Mesmo com rali do açúcar e alta de 42% da ação em agosto, Bank of America reforça venda de usina
A disparada dos preços do açúcar e do etanol não foi suficiente para deixar o Bank of America mais otimista com a São Martinho (SMTO3). Mesmo após as ações da companhia avançarem 42% em agosto, o banco reiterou a recomendação underperform, equivalente a venda, e o preço-alvo de R$ 15.
Na avaliação das analistas Isabella Simonato e Julia Zaniolo, a valorização dos papéis superou tanto o desempenho das commodities quanto a melhora dos fundamentos do setor.
O açúcar subiu 20% em agosto, para 17,6 centavos de dólar por libra-peso — maior cotação desde maio de 2025 —, enquanto o etanol avançou 13% e retornou aos níveis observados em maio deste ano.
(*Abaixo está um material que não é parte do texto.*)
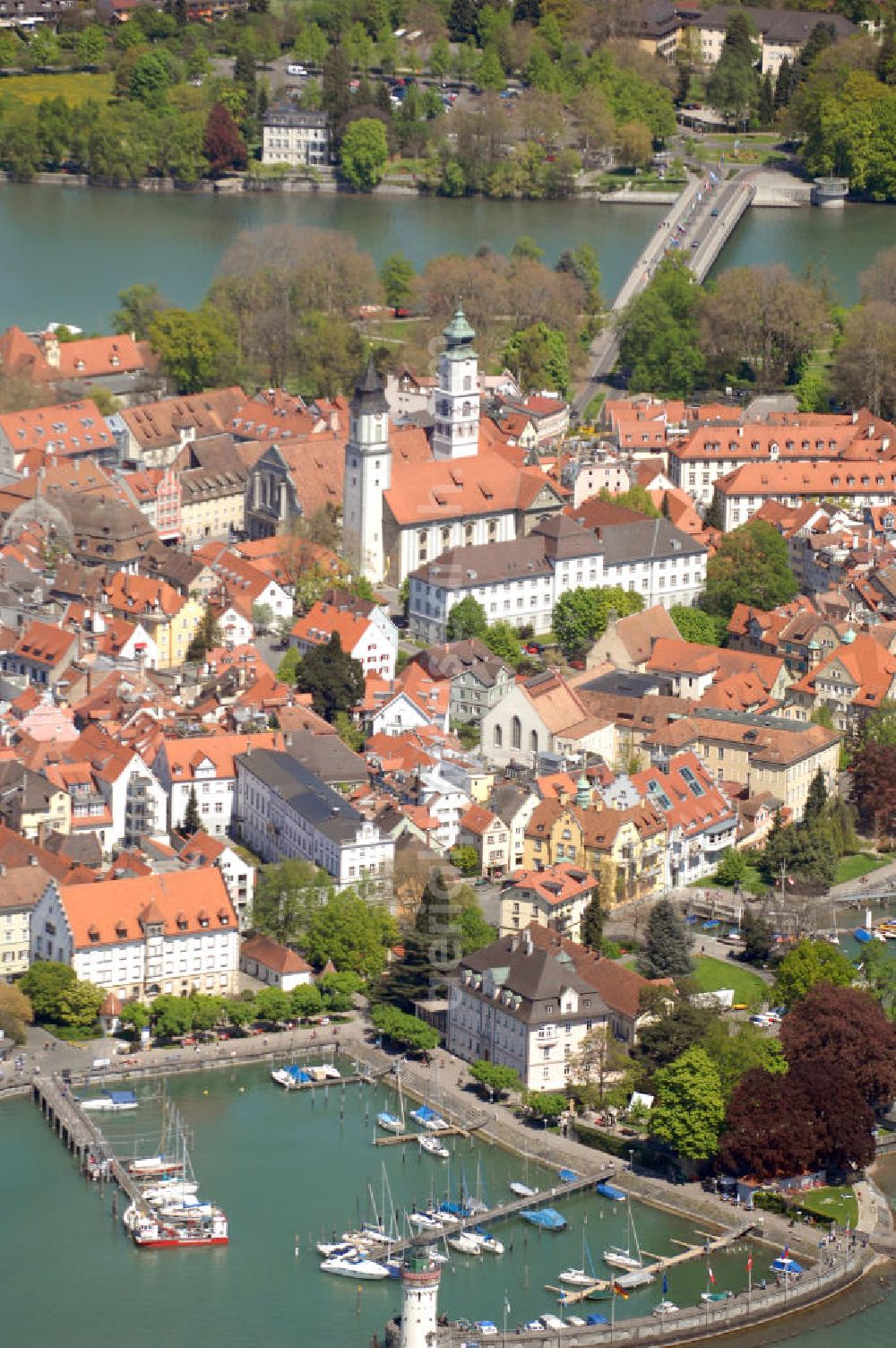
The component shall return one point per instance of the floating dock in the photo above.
(570, 1296)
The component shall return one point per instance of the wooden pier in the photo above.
(546, 1197)
(80, 1134)
(570, 1296)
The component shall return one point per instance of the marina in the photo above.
(264, 1155)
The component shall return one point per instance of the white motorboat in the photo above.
(428, 1119)
(665, 1308)
(575, 1278)
(465, 1243)
(434, 1147)
(111, 1102)
(426, 1222)
(355, 1266)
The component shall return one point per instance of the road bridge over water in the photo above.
(698, 227)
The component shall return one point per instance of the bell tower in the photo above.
(368, 473)
(419, 1300)
(457, 398)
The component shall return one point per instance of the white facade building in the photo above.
(285, 810)
(173, 933)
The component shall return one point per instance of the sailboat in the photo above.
(392, 1122)
(618, 1257)
(580, 1277)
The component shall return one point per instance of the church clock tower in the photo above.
(368, 473)
(457, 398)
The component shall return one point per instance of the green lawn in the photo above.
(74, 87)
(860, 863)
(837, 1203)
(711, 975)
O movimento foi impulsionado por preocupações com a oferta. No Brasil, o ritmo mais lento da moagem levantou dúvidas sobre a produção de açúcar. Na Índia, os preços domésticos dispararam 40% em dois meses, levando o governo a autorizar a importação de 1 milhão de toneladas sem cobrança de impostos até 31 de outubro.
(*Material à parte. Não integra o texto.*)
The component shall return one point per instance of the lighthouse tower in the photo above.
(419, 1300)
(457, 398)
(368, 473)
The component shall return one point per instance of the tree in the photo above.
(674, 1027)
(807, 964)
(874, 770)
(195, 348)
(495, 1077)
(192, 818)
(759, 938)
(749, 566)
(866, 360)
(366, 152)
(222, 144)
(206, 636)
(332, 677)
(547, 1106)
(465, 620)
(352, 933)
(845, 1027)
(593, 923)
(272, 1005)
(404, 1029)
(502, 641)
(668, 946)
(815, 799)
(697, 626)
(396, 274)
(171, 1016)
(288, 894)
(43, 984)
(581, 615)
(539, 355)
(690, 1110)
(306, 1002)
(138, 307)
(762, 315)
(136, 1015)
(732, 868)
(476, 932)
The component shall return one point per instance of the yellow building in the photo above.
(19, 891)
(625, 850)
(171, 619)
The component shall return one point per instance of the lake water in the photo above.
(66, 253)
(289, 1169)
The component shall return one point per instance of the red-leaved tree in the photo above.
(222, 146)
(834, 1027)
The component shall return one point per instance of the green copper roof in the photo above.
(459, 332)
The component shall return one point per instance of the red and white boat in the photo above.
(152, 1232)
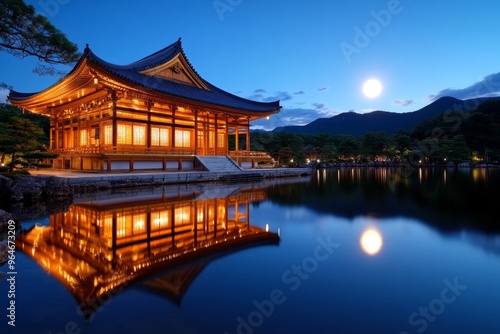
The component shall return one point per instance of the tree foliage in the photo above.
(22, 137)
(24, 33)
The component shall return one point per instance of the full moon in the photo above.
(372, 88)
(371, 241)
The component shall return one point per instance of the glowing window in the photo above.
(221, 140)
(182, 138)
(124, 134)
(108, 134)
(83, 137)
(160, 136)
(211, 139)
(139, 135)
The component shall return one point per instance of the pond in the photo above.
(350, 250)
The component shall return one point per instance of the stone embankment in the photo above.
(34, 189)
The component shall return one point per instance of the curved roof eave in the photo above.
(132, 74)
As chuvas no país asiático também estavam 13% abaixo da média até 27 de agosto, a caminho de uma das monções mais fracas da última década.
Apesar desse cenário, o BofA avalia que o déficit global de açúcar esperado para a safra 2026/27 já está amplamente refletido nas cotações.
Por que o BofA mantém a venda de São Martinho?
Além de considerar exagerada a valorização de 42% registrada em agosto, o Bank of America não acredita que os preços atuais das commodities sejam suficientes para provocar revisões positivas nas projeções de lucro da companhia.
A São Martinho possui proteção de preços para cerca de um terço de seu volume de açúcar no ano fiscal de 2027, a 15,8 centavos de dólar por libra-peso — abaixo das cotações atuais. O banco também projeta fluxo de caixa negativo, mesmo considerando preços do etanol superiores aos observados no mercado.
Após o rali, a ação passou a ser negociada a 4,6 vezes o valor da firma sobre o Ebitda estimado para o ano fiscal de 2027, acima de sua faixa histórica, entre 3,5 e 4 vezes.
Açúcar tem espaço limitado, diz BofA
O posicionamento dos fundos no açúcar negociado em Nova York passou de uma posição líquida vendida de aproximadamente 120 mil contratos em junho para uma posição comprada de 123 mil contratos — maior nível desde outubro de 2024.
Ainda assim, o banco acredita que a disponibilidade brasileira para exportação deve manter os fluxos comerciais confortáveis.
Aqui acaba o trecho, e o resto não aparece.